Per PMS, none of the variables set in ebuild environment can be modified by ebuilds. This doesn't really make sense for variables TMPDIR and HOME since both are standard system environment variables that can normally be freely altered.
When we allow ebuilds to change these variables, we must specify their behaviour w.r.t. environment saving (for example, what will be their value in pkg_*rm after a package move?). Also, PMS guarantees that TMPDIR and HOME will point to different locations for the install and the replacement, when reinstalling a package. How will you enforce this when ebuilds are allowed to set these variables themselves? I tend to close this as INVALID.
We only mangle it in local scope, relatively to the original value.
Can you describe what your actual usage case is? Usually HOME points to a user's home directory and there is little reason to change it.
We override configuration multiple times, storing different variants (for different Python versions) in separate homedirs.

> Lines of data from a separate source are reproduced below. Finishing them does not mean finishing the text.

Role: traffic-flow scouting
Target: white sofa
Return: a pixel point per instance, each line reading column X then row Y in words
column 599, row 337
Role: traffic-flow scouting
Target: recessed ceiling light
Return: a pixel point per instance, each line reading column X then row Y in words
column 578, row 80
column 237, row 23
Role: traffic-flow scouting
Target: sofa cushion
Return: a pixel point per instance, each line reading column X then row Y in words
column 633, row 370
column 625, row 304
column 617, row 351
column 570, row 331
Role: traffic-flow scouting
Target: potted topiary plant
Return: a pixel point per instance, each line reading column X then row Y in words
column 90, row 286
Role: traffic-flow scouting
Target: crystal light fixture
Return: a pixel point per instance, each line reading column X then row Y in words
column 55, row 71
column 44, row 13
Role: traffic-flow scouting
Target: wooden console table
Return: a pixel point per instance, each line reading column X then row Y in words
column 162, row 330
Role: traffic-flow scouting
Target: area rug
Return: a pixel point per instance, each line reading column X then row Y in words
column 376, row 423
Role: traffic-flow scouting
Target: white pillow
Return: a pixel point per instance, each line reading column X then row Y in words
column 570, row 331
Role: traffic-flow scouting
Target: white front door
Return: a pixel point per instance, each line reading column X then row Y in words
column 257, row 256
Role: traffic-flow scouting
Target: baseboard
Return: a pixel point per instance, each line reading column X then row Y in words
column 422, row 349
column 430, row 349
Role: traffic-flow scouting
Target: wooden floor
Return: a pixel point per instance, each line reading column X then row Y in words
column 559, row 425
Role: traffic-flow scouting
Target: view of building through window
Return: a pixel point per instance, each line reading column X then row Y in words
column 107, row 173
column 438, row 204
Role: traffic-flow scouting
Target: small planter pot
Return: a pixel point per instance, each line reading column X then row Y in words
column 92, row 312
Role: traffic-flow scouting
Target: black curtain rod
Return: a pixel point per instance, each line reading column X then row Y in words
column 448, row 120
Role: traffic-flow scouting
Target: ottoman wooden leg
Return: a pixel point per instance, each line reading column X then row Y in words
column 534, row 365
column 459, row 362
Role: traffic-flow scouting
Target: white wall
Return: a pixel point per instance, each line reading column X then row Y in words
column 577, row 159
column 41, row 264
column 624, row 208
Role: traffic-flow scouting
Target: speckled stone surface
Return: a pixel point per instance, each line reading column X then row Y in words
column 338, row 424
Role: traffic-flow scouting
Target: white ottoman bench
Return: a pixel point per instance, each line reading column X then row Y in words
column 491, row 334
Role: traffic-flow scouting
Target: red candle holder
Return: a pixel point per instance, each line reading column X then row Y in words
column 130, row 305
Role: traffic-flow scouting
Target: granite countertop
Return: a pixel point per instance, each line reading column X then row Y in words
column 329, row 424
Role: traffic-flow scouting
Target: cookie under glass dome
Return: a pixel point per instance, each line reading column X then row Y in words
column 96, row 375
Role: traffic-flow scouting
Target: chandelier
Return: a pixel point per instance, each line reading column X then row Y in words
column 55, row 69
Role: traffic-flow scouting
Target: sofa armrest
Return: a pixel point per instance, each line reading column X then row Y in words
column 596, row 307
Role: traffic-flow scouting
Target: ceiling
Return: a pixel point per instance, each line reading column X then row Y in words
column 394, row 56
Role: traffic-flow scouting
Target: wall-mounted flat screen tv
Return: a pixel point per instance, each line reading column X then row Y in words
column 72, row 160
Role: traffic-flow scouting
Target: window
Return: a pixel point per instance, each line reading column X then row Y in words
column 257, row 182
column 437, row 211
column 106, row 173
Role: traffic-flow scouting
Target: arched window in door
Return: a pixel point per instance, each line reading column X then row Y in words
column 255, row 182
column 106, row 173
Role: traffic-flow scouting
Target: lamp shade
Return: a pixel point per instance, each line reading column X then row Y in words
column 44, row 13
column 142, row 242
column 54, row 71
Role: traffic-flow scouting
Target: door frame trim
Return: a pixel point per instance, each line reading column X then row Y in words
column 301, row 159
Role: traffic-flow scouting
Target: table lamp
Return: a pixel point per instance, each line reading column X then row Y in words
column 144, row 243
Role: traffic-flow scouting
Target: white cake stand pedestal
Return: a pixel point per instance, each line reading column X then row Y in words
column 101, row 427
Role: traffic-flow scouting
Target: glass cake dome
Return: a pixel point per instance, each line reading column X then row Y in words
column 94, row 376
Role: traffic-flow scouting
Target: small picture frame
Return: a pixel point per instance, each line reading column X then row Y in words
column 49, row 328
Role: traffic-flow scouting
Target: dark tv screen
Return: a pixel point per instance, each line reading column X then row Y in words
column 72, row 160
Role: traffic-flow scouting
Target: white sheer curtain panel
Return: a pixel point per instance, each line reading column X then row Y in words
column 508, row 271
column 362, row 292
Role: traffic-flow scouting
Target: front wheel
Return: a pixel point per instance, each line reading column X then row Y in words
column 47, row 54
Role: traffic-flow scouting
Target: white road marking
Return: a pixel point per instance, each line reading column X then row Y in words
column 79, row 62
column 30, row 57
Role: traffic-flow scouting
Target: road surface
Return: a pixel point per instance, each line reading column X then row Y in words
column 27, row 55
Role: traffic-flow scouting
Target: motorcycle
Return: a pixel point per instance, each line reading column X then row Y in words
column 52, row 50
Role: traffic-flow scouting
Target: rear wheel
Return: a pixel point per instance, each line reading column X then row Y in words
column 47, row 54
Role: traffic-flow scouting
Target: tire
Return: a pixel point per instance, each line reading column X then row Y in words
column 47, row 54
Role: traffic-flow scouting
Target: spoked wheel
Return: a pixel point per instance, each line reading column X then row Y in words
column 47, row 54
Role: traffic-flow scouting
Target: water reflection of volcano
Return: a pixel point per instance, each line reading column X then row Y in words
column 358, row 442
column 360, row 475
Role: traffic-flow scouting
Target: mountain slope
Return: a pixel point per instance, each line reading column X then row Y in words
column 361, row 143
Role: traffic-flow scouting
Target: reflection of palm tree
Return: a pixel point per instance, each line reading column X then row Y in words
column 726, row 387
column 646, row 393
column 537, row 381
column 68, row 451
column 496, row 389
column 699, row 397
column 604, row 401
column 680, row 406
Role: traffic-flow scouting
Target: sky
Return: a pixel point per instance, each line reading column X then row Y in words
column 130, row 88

Then we just locally override HOME to enable the appropriate version. The alternative is to keep rewriting (or moving around) the configuration file when switching implementations but that is ugly compared to setting HOME.
(In reply to Michał Górny from comment #4) > The alternative is to keep rewriting (or moving around) the configuration > file when switching implementations but that is ugly compared to setting > HOME. This doesn't sound so complicated. I'd much prefer not to make intrusive changes to the spec for a problem that can be easily solved otherwise.
As a compromise, maybe PMS could disallow only non-local changes to values of these variables? Then 'local -x HOME=...' and 'HOME=... some_command' could still be used.
Various utilities used by the package mangler might misbehave in weird ways if given different values for these variables. I seem to recall this restriction originating because of a security issue along these lines.